Guidance

Monitoring ambient air: data analysis techniques

A summary of the main methods you should use to analyse ambient air monitoring data.

Applies to England

A summary of the main methods you should use to analyse ambient air monitoring data.

Directional analysis

Directional analysis techniques provide an insight into the direction and nature of pollution sources relative to the position of the monitoring location. These techniques assume that the wind direction recorded at the monitoring site is representative of the local wind trajectory. The following directional analysis techniques are available.

Pollution rose analysis

Plotting a ‘pollution rose’ can provide an insight into the direction of pollution sources relative to the position of the monitoring location. To achieve an effective pollution rose, you must collect concentration measurements concurrently with wind direction measurements.
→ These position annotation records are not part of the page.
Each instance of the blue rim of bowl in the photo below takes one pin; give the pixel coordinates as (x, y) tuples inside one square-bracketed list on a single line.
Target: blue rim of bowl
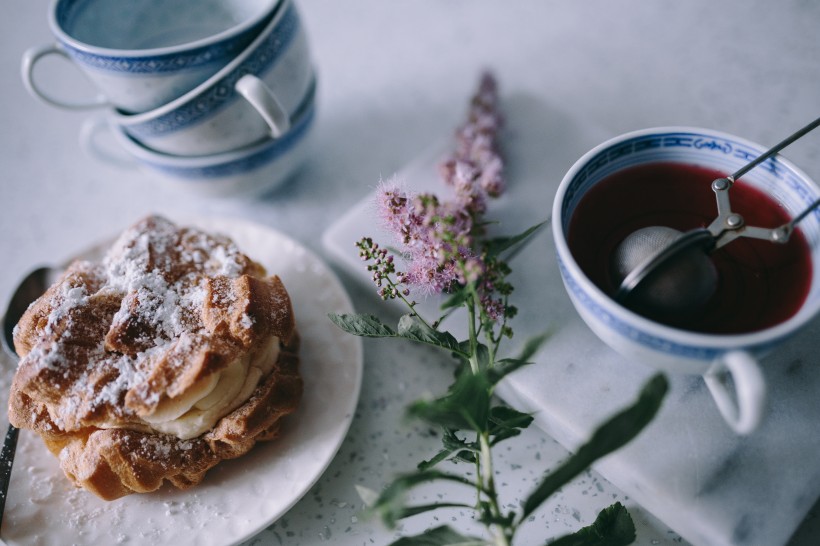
[(203, 52), (220, 94), (249, 158), (615, 155)]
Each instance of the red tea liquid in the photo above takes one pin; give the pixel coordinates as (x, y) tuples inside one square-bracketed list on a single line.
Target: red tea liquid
[(760, 284)]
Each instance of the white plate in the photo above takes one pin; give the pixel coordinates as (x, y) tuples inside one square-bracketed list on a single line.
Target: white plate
[(238, 498)]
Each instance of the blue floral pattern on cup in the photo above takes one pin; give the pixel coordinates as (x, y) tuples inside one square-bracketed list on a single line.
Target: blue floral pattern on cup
[(725, 154), (221, 94), (218, 53)]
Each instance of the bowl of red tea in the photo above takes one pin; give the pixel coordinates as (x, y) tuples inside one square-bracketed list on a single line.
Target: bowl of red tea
[(764, 292)]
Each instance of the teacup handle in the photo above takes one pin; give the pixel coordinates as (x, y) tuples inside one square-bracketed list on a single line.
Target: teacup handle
[(265, 102), (30, 58), (743, 409), (97, 140)]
You should optimise the averaging period of these measurements to provide a wind direction value representative of the concentration measurement averaging period, that is 15 minutes or hourly. If the duration of each averaged wind direction value is too long, the variation of actual instantaneous wind directions within that period will cause a greater degree of uncertainty in the evaluation. The averaging time must not be significantly shorter than the expected time that it would take for the pollutant to travel from source to monitor. This could mean wind direction measurement at the time of the pollutant measurement is not representative of the average wind direction during the travel time of the pollutant to the monitor.

You can create the pollution rose by first dividing the data into wind direction sectors. Then plot the wind direction sector against the mean of all the concentration measurements taken when the wind was coming from that sector. The presentation of this can be a conventional bar chart or can be a radial plot. A radial plot tends to be easier to interpret as directional biases in concentration appear to point in the direction of the sources. It is this radial representation of the data from which the name ‘rose’ comes.

If you plot 2 pollution roses on the same figure, it makes it easier to visually compare the data. For example, a plot of mean pollution roses for PM10 and PM2.5, can show if there is a prominent source of either PM10 or PM2.5. If there was a prominent source of PM10 fraction and not PM2.5, that would indicate that it was not from a combustion source.

Triangulation analysis

Multiple monitoring locations can help pinpoint sources of emission within a given area. For example, PM10 pollution roses for 5 different monitoring locations in and around a large industrial site may show that each of the pollution roses has a bias that points toward the site

This technique can aid the identification of the processes within the site that are producing the greatest PM10 emissions. This information helps decide where to allocate mitigation effort so that it has the greatest impact in reducing emissions.

Percentile rose analysis

Percentile analysis provides a method of looking at the distribution of concentrations within a data set. Microsoft Excel calculates percentiles by first sorting the concentrations into ascending order and then ranking each concentration. It then interpolates the value of a particular percentile from the calculated ranking, by calculating the concentration below which a certain percentage of concentrations fall. For example, at the 95th percentile, 95% of the data will be below this value and 5% of the data will be above it.

To produce radial percentile roses, first divide the data into the required wind sectors. Then the data in each sector undergoes separate percentile analysis. This shows the concentration of a pollutant at different percentiles for different wind sectors. You can then visually examine the distribution of pollutant concentrations at a particular monitoring site. This in turn will provide information on the source that may be influencing levels at the monitoring site.

By breaking each 10° wind sector down into several different percentiles you can see whether biases are present in all the percentiles or just certain ones. This can tell you whether a source is affecting the monitoring site relatively continuously or just intermittently. For example, you observe a bias in all the percentiles in a 10° wind sector. This suggests that the source is emitting relatively continuously as it is influencing a large percentage of the sector’s data.

A bias that is only observed in the higher percentiles suggests that the source is intermittent. It only affects a small percentage of the sector’s data. So, it does not affect concentrations at the monitoring site every time the wind is coming from this direction. But occasionally you may observe a bias in the lower percentiles that is not evident in the higher percentiles. This suggests that the source is relatively continuous, as it is affecting a large percentage of the data. It also tells you that the source is not causing appreciably high concentrations at the monitoring site.

Frequency roses

The frequency rose shows, for each wind direction, the number of times or the fraction of the total time that exceeds a given level or conversely does not reach.

Conditional probability function (CPF) plots in OpenAir

CPF plots, using the OpenAir software package in R, can help identify the wind direction and wind speeds from which the most prominent pollutant sources are likely to occur.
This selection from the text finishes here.